Boston Scientific (NYSE: [[ticker:BSX]]) is continuing its acquisition binge with the announcement this morning that it has agreed to buy Vessix Vascular, a privately held company in Laguna Hills, CA, for as much as $425 million. Vessix makes a device that uses radio frequencies to treat drug-resistant hypertension, a method called renal denervation.
The agreement calls for an upfront payment of $125 million and additional milestone payments up to a maximum of $300 million between 2013 and 2017. The acquisition is expected to close by the end of November. Natick, MA-based Boston Scientific, best known for its drug-coated stents, set off on a buying spree five years ago to diversify its product portfolio, and has purchased some 15 companies since; Vessix marks the fourth acquisition so far this year. Just a month ago the firm agreed to acquire privately held Rhythmia Medical, in Burlington, MA, for as much as $265 million in order to get Rhythmia’s electrophysiology technology for treating irregular heartbeats.
Boston Scientific said in a press release that the Vessix acquisition is meant to add another technology to its portfolio of hypertension treatments and accelerate its entry into the renal denervation market, which “we expect to be a multi-billion dollar market by 2020.” Vessix’s V2 Renal Denervation System was approved in Europe in May, and in Australia in September, and will be sold in both regions next year. However, it is still being tested in the U.S. The system uses a balloon fitted to a catheter to deliver radio-frequency waves that sear hyperactive nerves in the kidneys, one of the causes of hypertension.
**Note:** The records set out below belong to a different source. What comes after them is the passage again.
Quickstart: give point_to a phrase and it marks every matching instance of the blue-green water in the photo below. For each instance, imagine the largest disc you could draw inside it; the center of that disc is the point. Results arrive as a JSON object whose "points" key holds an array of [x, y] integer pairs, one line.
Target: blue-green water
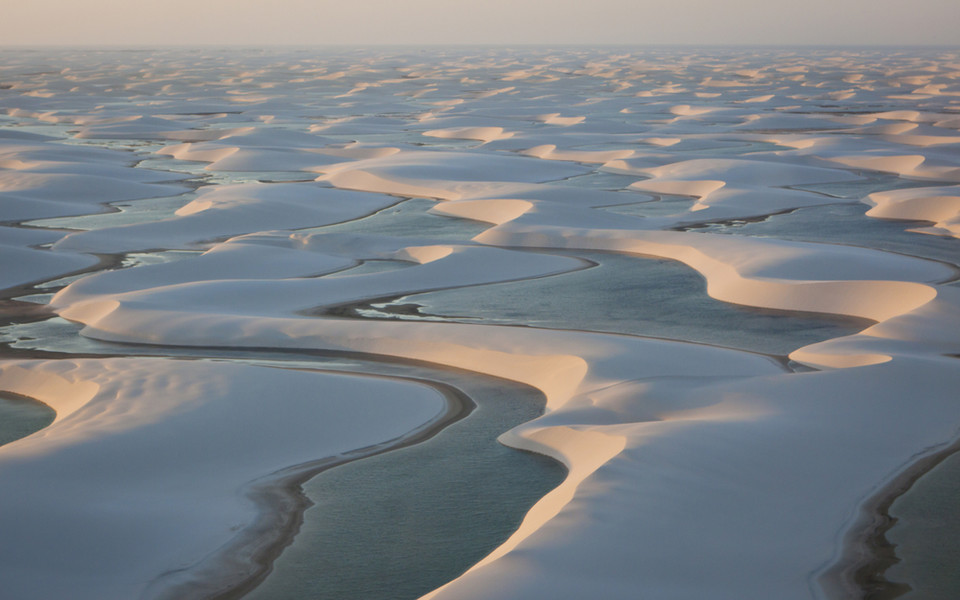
{"points": [[633, 295], [928, 517], [397, 525], [20, 416], [846, 224]]}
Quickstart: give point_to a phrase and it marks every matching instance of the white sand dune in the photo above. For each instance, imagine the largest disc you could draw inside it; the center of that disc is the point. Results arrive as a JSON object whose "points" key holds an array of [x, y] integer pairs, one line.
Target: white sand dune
{"points": [[155, 505], [939, 205], [694, 471]]}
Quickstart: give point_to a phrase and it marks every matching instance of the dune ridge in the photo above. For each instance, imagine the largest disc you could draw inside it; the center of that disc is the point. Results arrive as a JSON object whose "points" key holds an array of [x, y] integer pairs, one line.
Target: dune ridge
{"points": [[289, 184]]}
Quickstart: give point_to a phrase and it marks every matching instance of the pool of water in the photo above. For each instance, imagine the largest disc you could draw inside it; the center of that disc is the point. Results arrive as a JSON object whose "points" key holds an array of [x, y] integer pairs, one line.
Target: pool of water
{"points": [[625, 294], [846, 224], [926, 537], [409, 218], [397, 525], [21, 416]]}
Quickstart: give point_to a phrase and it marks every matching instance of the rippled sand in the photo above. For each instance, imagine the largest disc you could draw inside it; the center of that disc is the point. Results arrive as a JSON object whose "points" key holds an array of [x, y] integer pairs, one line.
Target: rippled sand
{"points": [[249, 200]]}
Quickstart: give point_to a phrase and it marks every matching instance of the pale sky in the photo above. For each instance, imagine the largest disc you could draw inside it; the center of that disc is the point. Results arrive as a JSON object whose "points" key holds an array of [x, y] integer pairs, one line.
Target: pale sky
{"points": [[268, 22]]}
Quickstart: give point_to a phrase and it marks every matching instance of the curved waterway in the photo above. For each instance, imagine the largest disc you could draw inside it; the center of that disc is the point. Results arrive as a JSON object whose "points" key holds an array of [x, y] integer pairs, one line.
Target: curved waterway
{"points": [[20, 416], [925, 535], [391, 526]]}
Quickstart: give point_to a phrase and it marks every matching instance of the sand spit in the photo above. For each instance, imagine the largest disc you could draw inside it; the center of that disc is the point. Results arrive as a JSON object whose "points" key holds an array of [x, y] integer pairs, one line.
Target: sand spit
{"points": [[676, 452]]}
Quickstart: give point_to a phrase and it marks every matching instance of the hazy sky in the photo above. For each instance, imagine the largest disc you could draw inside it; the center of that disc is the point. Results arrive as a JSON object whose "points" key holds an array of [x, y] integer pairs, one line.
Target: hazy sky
{"points": [[258, 22]]}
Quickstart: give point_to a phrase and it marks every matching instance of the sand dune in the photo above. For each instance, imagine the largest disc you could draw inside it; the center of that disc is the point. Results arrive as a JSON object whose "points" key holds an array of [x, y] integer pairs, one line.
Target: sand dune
{"points": [[330, 182]]}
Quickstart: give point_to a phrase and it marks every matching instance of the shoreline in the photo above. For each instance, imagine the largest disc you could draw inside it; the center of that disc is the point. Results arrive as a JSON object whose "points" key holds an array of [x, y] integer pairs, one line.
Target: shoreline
{"points": [[867, 554], [235, 569]]}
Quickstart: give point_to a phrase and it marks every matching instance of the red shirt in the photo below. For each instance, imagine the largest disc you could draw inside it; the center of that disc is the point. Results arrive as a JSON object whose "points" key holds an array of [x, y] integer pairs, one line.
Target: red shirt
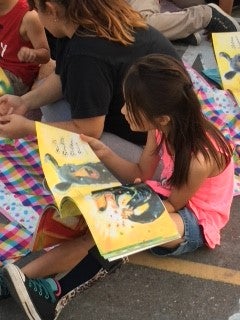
{"points": [[11, 42]]}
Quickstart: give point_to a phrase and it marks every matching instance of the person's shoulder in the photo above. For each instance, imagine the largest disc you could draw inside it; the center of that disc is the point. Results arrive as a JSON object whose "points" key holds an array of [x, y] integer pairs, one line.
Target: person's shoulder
{"points": [[31, 17]]}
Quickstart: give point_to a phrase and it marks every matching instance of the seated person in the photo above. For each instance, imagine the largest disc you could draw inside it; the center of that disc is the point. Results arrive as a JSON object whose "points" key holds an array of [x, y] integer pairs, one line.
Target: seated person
{"points": [[24, 44], [185, 24]]}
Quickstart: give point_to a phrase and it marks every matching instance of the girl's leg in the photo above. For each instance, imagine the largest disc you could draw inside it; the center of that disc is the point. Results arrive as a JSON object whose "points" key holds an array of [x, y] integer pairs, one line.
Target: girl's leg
{"points": [[191, 235], [60, 259], [45, 298]]}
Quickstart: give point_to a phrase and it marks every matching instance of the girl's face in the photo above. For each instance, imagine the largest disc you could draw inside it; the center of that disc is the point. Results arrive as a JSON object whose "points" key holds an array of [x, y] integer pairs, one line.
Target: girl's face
{"points": [[146, 125]]}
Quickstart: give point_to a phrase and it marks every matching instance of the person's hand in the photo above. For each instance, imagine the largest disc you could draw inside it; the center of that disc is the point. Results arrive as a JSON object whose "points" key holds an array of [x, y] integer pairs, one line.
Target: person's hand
{"points": [[98, 147], [27, 54], [16, 126], [12, 104]]}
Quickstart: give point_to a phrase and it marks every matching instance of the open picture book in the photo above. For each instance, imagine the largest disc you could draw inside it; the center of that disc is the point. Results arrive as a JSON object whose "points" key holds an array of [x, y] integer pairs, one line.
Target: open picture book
{"points": [[227, 53], [123, 219]]}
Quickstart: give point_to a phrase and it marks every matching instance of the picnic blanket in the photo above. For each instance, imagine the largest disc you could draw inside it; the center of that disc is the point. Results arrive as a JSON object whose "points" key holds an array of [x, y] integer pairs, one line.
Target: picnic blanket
{"points": [[23, 196]]}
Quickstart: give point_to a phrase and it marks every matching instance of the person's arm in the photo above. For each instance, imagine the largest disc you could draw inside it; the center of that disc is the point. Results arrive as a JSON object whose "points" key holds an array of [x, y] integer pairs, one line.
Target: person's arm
{"points": [[32, 30], [49, 91], [123, 169], [226, 5], [17, 126]]}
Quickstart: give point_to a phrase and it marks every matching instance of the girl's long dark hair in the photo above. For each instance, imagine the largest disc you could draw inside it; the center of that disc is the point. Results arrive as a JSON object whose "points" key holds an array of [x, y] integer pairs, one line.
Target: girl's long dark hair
{"points": [[114, 20], [158, 85]]}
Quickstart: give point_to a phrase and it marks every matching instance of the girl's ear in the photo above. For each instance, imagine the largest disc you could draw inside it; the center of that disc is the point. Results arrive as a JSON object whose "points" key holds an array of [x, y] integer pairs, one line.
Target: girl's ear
{"points": [[164, 120]]}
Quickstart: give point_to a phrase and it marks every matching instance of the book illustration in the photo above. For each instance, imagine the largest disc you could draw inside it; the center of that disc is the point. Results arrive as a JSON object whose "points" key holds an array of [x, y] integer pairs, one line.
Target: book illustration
{"points": [[70, 173], [52, 229], [234, 64], [122, 219], [135, 202]]}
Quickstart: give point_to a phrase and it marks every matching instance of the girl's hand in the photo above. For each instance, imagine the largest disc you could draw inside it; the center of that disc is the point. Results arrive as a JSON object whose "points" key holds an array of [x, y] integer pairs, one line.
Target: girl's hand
{"points": [[26, 54], [11, 104], [137, 180], [98, 147], [16, 126]]}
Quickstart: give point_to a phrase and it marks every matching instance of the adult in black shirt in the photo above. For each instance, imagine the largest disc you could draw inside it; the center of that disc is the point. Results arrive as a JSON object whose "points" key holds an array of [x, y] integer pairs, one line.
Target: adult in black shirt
{"points": [[92, 57]]}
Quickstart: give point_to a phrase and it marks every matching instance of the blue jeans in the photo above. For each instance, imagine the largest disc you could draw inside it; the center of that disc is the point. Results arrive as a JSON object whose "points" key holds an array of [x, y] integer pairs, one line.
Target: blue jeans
{"points": [[193, 236]]}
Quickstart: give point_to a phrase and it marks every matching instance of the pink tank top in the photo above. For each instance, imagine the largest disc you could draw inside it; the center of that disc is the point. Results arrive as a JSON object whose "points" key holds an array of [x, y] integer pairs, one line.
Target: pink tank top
{"points": [[210, 204], [11, 42]]}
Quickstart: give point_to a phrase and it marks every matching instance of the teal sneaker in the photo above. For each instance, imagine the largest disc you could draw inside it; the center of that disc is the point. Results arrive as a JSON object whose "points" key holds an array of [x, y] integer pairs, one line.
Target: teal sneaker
{"points": [[4, 292], [36, 297]]}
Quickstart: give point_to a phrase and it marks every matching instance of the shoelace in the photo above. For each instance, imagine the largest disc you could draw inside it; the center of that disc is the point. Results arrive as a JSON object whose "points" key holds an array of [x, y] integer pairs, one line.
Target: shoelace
{"points": [[42, 288], [3, 288]]}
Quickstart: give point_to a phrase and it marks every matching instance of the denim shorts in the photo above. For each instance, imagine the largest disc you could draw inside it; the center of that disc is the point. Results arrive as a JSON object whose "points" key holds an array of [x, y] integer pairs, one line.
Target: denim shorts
{"points": [[193, 236]]}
Vessix, originally called Minnow Medical, was founded in San Diego 2003 by medical device entrepreneur Tom Steinke. He told Xconomy’s Bruce Bigelow in 2009 that he started the company “out of an abiding conviction of the limitations of the medical stent”—ironically, Boston Scientific’s leading product. Steinke left the company a few years later and in August 2011 Minnow changed its name to Vessix Vascular after raising $23 million in a financing round led by Edmond de Rothschild Investment Partners. Other key investors in the company include NeoMed Management, OrbiMed Advisors, and Christopher Weil.